The XX Factor

Book of the Week: “Playboy and the Making of the Good Life in Modern America”

A confession: I’ve never paged through an issue of Playboy , whether by dint of my sex or age. So it’s to Elizabeth Fraterrigo’s credit that she managed, in Playboy and the Making of the Good Life in America , to interest me for 216 pages in ” a titty magazine that has been culturally irrelevant since the late 1970s .” She did so by arguing that Playboy was about far more than breasts; it helped shape the consumer desires of the midcentury man as much as it shaped his carnal tastes. And, it turns out, a book about Playboy ‘s history is also a corollary history of American gender roles in the second half of the 20 th century.

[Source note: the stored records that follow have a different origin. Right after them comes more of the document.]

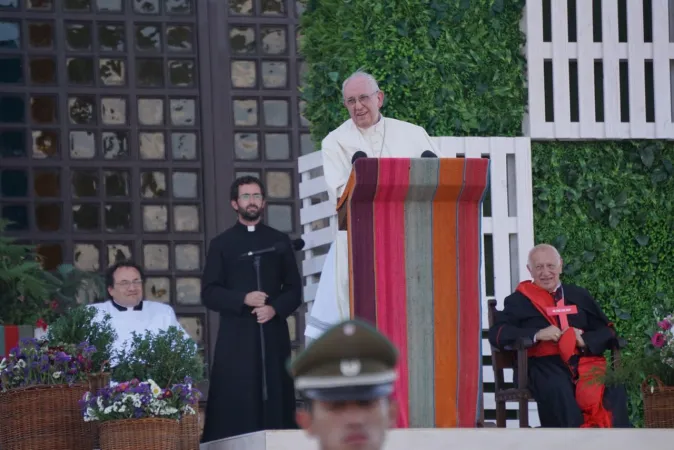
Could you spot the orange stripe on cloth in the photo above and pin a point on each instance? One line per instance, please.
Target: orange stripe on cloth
(445, 291)
(389, 250)
(470, 310)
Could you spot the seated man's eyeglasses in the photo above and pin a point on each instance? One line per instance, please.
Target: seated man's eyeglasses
(247, 197)
(127, 283)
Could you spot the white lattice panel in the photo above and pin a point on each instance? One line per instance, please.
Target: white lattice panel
(615, 90)
(510, 224)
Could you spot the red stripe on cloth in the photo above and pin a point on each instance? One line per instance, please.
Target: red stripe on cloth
(361, 228)
(11, 337)
(470, 326)
(390, 275)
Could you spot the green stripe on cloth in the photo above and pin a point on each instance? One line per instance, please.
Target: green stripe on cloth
(419, 277)
(2, 341)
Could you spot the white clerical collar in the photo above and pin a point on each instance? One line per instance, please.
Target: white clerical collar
(118, 307)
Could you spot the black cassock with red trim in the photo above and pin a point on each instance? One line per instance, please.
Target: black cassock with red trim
(561, 374)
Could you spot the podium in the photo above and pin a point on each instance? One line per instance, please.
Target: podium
(415, 254)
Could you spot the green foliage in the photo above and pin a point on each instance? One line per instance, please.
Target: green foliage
(79, 325)
(454, 67)
(609, 208)
(166, 357)
(24, 290)
(28, 292)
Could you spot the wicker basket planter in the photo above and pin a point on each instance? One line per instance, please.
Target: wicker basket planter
(44, 416)
(136, 434)
(97, 381)
(189, 432)
(658, 404)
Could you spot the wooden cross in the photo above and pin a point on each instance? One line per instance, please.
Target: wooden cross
(562, 311)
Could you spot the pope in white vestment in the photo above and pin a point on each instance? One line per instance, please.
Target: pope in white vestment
(378, 137)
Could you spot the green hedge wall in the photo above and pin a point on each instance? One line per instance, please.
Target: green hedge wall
(453, 67)
(609, 208)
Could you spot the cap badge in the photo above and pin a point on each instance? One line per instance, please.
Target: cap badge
(350, 367)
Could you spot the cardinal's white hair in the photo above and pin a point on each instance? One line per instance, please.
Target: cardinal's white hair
(543, 247)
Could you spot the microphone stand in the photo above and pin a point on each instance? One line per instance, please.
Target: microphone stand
(256, 264)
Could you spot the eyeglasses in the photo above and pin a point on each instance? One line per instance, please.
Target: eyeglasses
(351, 101)
(126, 283)
(247, 197)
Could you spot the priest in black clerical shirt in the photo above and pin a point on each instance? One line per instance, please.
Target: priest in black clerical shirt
(570, 334)
(229, 287)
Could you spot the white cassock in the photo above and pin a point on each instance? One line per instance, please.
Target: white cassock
(388, 138)
(146, 316)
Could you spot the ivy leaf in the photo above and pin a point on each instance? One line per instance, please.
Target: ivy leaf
(624, 315)
(647, 156)
(498, 6)
(668, 166)
(642, 240)
(658, 176)
(613, 218)
(621, 199)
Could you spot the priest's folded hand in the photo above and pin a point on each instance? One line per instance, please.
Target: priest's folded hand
(264, 313)
(255, 299)
(579, 339)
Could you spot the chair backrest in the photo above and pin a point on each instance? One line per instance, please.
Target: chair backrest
(500, 360)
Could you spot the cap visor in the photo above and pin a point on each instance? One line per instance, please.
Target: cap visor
(350, 393)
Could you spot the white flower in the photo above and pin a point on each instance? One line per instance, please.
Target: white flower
(156, 390)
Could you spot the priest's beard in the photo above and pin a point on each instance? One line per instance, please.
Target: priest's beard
(250, 214)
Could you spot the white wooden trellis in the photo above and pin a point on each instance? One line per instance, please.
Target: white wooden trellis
(510, 225)
(610, 52)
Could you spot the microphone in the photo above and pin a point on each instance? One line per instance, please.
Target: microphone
(298, 244)
(279, 247)
(359, 154)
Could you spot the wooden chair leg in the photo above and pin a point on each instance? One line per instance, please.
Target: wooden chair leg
(524, 414)
(500, 414)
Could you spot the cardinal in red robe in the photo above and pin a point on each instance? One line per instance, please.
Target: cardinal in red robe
(570, 334)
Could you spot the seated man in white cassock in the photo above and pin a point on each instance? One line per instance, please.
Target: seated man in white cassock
(129, 312)
(378, 137)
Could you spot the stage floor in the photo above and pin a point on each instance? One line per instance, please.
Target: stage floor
(485, 438)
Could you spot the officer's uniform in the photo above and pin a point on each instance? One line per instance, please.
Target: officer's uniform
(352, 361)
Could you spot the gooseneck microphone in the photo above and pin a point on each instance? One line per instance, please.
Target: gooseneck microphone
(279, 247)
(359, 154)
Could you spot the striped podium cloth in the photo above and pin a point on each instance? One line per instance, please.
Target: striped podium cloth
(414, 272)
(11, 334)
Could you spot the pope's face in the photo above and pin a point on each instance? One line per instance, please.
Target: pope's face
(127, 289)
(363, 101)
(349, 425)
(545, 268)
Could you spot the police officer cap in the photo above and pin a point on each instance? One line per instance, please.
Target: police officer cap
(350, 361)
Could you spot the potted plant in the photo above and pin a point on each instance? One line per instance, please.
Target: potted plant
(165, 357)
(40, 386)
(140, 414)
(81, 324)
(652, 367)
(31, 298)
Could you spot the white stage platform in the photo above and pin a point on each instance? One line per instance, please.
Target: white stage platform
(485, 438)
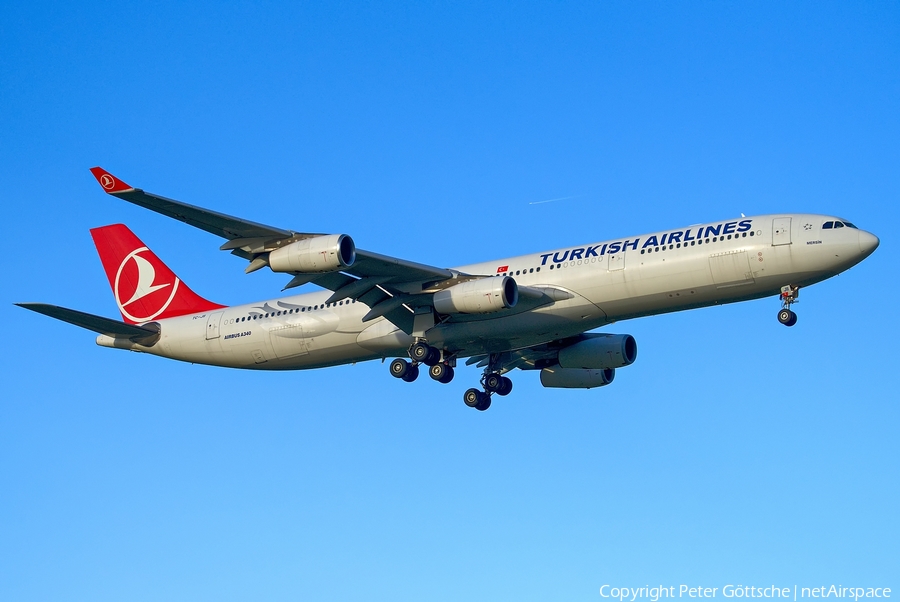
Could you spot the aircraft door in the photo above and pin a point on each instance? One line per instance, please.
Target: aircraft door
(781, 231)
(212, 325)
(617, 261)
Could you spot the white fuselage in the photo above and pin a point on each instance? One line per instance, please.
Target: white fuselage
(698, 266)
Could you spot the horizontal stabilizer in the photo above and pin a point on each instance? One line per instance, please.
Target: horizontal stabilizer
(145, 335)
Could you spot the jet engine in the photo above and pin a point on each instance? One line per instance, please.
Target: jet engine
(482, 296)
(576, 378)
(600, 351)
(314, 255)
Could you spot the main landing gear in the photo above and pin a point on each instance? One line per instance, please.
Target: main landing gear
(789, 295)
(422, 353)
(493, 382)
(440, 368)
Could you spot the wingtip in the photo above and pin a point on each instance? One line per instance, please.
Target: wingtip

Hugh Hefner, long before he was an old man escorting pretty young silicone things around cable TV, was an unhappily married, disatisfied-with-his-lot Chicago desk worker. Before leaving his wife, but perhaps indicating what was to come, he struck out to create a magazine that glamorized the life that he felt was of the philosophically highest order: that of an urban single man with a lot of disposable cash that he spent on a certain kind of sports car, a bachelor pad in the city, a hi-fi, just the right cut of suit. Intended as a challenge and update to more staid Esquire , Playboy redefined and became a global symbol of all that it meant to be American, claims Fraterrigo. In 1967, David Halbestrom was asked by a Polish intellectual to whom he owed a favor simply for a copy of the magazine: ” ‘It doesn’t matter that all American young men don’t live like Playboy heroes; what matters is that we think they do. For us Playboy is the symbol of your good life.’ ”

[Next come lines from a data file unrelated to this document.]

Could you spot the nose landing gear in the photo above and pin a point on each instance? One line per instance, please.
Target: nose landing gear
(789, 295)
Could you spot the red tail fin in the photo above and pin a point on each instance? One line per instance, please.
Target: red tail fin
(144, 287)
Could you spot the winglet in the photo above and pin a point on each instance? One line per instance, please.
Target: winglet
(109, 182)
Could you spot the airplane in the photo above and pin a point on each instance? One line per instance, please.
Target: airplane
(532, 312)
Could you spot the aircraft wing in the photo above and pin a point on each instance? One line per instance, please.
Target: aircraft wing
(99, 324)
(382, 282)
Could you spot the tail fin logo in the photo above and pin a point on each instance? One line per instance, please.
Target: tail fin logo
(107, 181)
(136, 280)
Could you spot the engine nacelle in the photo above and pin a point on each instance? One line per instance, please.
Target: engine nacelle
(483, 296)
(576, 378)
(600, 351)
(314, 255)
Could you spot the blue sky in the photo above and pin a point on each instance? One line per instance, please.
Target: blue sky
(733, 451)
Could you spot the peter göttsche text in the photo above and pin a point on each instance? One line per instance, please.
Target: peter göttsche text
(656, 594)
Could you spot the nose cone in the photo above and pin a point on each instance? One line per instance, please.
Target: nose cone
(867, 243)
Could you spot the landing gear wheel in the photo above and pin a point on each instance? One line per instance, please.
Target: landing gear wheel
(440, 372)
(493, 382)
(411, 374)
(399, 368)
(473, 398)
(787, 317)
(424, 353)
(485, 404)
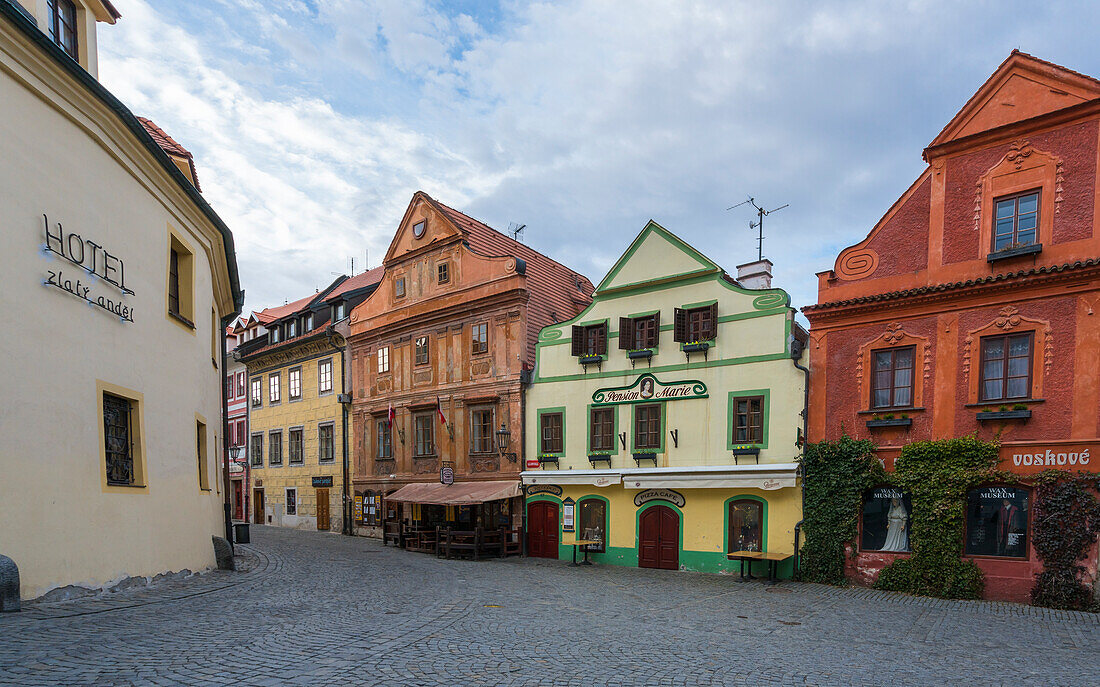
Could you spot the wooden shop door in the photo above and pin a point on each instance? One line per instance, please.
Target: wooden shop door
(542, 530)
(322, 509)
(659, 539)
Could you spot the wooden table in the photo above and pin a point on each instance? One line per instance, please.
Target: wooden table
(581, 542)
(772, 558)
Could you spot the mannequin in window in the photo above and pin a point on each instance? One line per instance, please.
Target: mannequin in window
(897, 527)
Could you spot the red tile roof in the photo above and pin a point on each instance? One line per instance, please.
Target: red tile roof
(171, 146)
(557, 292)
(359, 281)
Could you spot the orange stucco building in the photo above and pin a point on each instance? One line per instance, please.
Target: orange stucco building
(972, 307)
(447, 342)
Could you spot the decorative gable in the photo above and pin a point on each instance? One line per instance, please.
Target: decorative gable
(1023, 87)
(656, 255)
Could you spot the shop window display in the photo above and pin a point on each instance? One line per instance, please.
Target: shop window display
(886, 520)
(997, 522)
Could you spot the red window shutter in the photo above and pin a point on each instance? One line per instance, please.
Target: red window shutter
(680, 325)
(626, 334)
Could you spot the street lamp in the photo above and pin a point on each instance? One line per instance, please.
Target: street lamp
(503, 440)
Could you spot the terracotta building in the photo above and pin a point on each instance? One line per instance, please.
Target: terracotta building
(447, 343)
(971, 307)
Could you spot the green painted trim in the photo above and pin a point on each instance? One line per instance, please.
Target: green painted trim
(615, 443)
(653, 228)
(538, 428)
(634, 427)
(679, 367)
(729, 417)
(637, 528)
(702, 303)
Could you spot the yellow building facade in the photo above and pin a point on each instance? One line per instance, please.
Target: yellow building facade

The magazine started losing readers and cultural caché when Penthouse , Hustler , and the more “worldly” Oui entered the market and ratcheted up the standard level of graphic nudity. This was also the moment when the women’s movement took serious hold. Though Hefner had long publicly advocated for women’s sexual freedom (Gloria Steinem once credited the magazine with helping jump-start feminism’s so-called second wave), the magazine was clumsy in adapting to a new world order, running screeds against frightening man-haters and struggling to make sense of the inherently anti-consumerist hippie movment. The formerly suave Playboy man looked just a little more like Archie Bunker every year.

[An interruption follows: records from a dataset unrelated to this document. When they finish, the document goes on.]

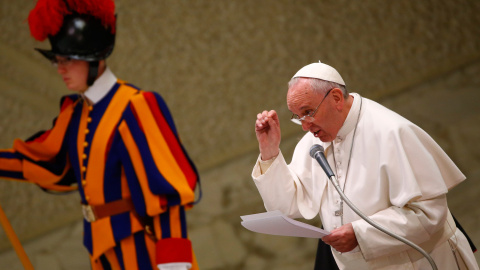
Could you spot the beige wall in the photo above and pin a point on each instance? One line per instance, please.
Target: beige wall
(219, 63)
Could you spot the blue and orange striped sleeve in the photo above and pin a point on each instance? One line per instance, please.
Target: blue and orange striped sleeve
(42, 159)
(164, 177)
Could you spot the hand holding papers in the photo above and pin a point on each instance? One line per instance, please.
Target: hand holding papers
(275, 223)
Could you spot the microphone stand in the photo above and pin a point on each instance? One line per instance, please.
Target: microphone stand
(334, 181)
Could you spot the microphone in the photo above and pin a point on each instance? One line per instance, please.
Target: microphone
(317, 152)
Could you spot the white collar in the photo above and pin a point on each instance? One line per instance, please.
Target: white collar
(352, 117)
(101, 86)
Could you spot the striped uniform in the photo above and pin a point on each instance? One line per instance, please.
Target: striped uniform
(124, 146)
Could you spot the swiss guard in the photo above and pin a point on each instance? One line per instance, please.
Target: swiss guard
(113, 142)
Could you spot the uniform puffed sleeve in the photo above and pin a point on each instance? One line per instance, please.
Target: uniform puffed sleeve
(42, 159)
(160, 174)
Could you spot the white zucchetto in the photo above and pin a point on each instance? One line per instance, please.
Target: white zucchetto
(320, 71)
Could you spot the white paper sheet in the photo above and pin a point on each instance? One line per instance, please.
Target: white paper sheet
(276, 223)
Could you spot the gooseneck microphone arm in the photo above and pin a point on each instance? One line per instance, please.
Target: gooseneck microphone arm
(317, 152)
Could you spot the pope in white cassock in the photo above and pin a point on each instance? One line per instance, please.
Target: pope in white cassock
(391, 169)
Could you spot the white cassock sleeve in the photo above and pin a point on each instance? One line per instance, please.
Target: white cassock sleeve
(416, 221)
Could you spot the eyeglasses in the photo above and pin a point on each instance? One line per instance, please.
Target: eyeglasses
(309, 117)
(63, 62)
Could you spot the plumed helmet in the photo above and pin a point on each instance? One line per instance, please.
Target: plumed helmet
(79, 29)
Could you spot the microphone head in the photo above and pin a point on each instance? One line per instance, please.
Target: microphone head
(316, 148)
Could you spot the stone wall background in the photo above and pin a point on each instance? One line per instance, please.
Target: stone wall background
(219, 63)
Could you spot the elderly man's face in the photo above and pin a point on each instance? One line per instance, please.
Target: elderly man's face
(302, 100)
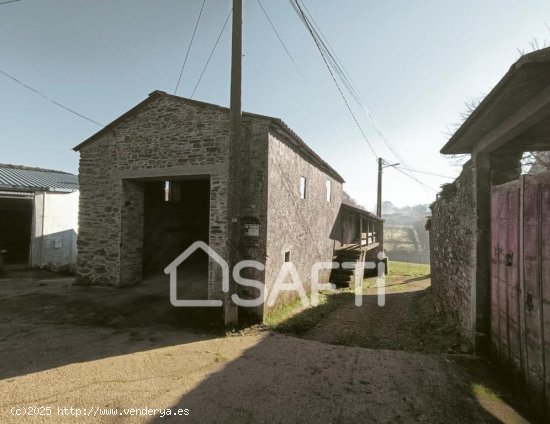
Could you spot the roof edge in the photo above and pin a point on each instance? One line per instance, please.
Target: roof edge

Be forewarned- Playboy and the Making of the Good Life in America is an academic work, and the prose gets bogged down in places. Despite the subject matter, the book is not remotely titillating, or meant to be. Fraterrigo also skims over a lot, particularly how the magazine shaped sexuality and notions of female beauty (she prefers ruminating on the social lives of Playboy bachelors and Helen Gurley Brown’s single girls; it’s more about materialism and the city than sex and the city). But it helps parse exactly how sex, money, goods, and urban living got mixed up together into a certain idea of the good life that’s still poured out, no longer in Playboy but on, yes, Sex and The City- or Mad Men , the current vogue of which perhaps proves how strongly Hefner’s original vision shaped our culture.